# Subgroup primitives

Subgroup operations let threads within the same subgroup (warp on NVIDIA, wave on AMD) exchange register values directly, without using shared memory or barriers. They are the building block for fast in-warp data exchange — broadcasts, neighbour exchanges, permutations, reductions — and are used internally by `Tile16x16` (see [tile16](tile16.md)).

Subgroup ops live under `qd.simt.subgroup` and are written so the same Python source compiles to the right vendor primitive on each backend.

## What's available

| Op                                          | CUDA | AMDGPU | SPIR-V (Vulkan) | dtypes                       |
|---------------------------------------------|------|--------|-----------------|------------------------------|
| `subgroup.shuffle(v, idx)`                  | yes  | yes    | yes             | i32, u32, f32, f64, i64, u64 |
| `subgroup.shuffle_down(v, n)`               | yes  | yes\*  | yes             | i32, u32, f32, f64, i64, u64 |
| `subgroup.reduce_add(v, log2_size)`         | yes  | yes\*  | yes             | any type supporting `+`      |
| `subgroup.reduce_all_add(v, log2_size)`     | yes  | yes    | yes             | any type supporting `+`      |

\* AMDGPU `shuffle_down` (and therefore `reduce_add`, which is built on it) is currently emulated via `ds_bpermute` (~50 cycle latency).

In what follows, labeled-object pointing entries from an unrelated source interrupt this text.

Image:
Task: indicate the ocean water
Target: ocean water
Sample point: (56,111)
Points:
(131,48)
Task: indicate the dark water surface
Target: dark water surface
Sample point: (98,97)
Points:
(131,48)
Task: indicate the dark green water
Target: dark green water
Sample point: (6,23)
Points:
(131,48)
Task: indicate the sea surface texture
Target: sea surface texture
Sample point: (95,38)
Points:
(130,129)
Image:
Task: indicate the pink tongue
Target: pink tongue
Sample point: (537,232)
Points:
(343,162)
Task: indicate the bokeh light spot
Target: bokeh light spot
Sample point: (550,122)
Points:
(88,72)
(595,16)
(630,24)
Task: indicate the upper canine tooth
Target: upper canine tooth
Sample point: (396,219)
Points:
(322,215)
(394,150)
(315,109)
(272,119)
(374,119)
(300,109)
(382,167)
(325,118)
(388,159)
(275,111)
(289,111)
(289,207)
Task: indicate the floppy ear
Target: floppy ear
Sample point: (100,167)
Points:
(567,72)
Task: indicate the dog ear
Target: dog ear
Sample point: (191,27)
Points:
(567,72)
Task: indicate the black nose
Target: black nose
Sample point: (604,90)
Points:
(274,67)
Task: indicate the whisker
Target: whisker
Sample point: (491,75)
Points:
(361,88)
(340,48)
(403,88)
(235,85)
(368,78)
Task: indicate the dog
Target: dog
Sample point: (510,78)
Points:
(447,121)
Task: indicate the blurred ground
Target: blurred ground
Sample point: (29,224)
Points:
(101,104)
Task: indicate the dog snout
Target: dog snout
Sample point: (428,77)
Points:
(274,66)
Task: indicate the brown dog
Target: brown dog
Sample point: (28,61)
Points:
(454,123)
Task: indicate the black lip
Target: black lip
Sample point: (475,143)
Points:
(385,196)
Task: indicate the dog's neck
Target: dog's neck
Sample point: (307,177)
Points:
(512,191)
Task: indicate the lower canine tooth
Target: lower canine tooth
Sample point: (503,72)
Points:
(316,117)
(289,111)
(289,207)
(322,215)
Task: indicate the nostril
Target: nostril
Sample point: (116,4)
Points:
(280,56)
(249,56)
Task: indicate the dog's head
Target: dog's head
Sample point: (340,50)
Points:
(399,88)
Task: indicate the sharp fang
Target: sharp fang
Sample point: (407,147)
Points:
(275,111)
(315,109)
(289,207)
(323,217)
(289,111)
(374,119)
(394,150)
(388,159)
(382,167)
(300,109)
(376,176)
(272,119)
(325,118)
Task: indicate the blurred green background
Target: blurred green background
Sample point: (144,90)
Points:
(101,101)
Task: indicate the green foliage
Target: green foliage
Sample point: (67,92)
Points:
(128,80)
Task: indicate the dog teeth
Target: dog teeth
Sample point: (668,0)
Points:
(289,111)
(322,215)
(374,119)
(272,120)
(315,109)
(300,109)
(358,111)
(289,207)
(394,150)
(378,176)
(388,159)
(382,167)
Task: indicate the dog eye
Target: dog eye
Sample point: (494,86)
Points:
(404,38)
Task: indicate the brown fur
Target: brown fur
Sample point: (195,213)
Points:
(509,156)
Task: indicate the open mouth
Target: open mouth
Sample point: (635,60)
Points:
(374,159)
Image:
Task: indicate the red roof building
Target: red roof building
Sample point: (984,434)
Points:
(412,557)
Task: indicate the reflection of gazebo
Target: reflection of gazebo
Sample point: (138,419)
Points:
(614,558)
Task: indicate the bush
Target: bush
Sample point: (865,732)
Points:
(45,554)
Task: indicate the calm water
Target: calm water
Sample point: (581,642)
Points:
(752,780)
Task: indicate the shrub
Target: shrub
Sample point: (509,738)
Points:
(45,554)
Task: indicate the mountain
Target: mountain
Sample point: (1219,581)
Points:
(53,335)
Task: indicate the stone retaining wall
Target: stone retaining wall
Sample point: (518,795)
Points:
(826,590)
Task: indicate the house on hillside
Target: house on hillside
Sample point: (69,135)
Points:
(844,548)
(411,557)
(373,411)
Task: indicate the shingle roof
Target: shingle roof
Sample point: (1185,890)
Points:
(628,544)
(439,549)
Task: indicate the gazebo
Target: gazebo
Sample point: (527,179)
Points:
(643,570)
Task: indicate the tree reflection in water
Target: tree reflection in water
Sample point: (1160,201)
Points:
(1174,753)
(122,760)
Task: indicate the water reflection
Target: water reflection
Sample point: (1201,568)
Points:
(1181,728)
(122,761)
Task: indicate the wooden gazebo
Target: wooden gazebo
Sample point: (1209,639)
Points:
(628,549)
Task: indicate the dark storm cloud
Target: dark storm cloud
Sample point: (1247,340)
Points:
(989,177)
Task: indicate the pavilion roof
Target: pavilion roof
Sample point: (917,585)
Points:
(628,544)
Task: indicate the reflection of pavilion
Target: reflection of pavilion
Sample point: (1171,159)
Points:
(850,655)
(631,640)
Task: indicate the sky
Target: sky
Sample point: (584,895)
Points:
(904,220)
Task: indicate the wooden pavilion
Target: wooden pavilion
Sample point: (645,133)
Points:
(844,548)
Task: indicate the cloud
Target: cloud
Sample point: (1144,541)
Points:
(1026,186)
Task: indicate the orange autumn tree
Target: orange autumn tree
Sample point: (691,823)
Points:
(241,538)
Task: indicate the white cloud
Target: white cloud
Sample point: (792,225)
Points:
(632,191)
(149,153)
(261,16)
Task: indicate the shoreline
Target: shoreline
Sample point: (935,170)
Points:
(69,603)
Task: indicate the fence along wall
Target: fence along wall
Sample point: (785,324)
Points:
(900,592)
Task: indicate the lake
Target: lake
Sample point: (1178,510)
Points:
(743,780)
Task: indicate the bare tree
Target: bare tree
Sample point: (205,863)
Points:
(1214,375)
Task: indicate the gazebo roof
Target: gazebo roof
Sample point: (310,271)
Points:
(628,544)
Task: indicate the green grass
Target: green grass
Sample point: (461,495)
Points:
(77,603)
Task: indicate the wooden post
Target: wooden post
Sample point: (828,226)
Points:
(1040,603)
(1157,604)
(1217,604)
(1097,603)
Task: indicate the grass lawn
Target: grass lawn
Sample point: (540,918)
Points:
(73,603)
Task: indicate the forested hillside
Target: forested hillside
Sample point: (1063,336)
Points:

The remaining shuffle flavours (`shuffle_up`, `shuffle_xor`) are exposed in the Python module but are not yet implemented across backends. Calling them will fail at codegen. Use `shuffle` with an explicit lane index in the meantime — every shuffle pattern can be expressed that way.

The SPIR-V-only no-arg reductions (`subgroup.reduce_mul` / `reduce_min` / `reduce_max` / `reduce_and` / `reduce_or` / `reduce_xor`, plus the original `reduce_add(value)` with no `log2_size`) have been removed in favour of the portable sized API described below. For reductions other than sum, build a sized helper on top of `shuffle_down` / `shuffle` following the same pattern.

## Semantics

All of these ops operate within a single subgroup: they do not move data through memory and do not synchronise across subgroups.

### `shuffle(value, index)`

Each lane returns the `value` held by the lane whose subgroup-local id equals `index`.

- `value` is a scalar in a register. Supported dtypes are 32-bit and 64-bit signed/unsigned ints and `f32`/`f64`. (64-bit types are split into two 32-bit shuffles on AMDGPU; CUDA dispatches to its native 64-bit helpers.)
- `index` is a `u32`. If `index` is out of range for the active subgroup the result is implementation-defined, so pass `subgroup.invocation_id()`-derived values or known-good lane ids.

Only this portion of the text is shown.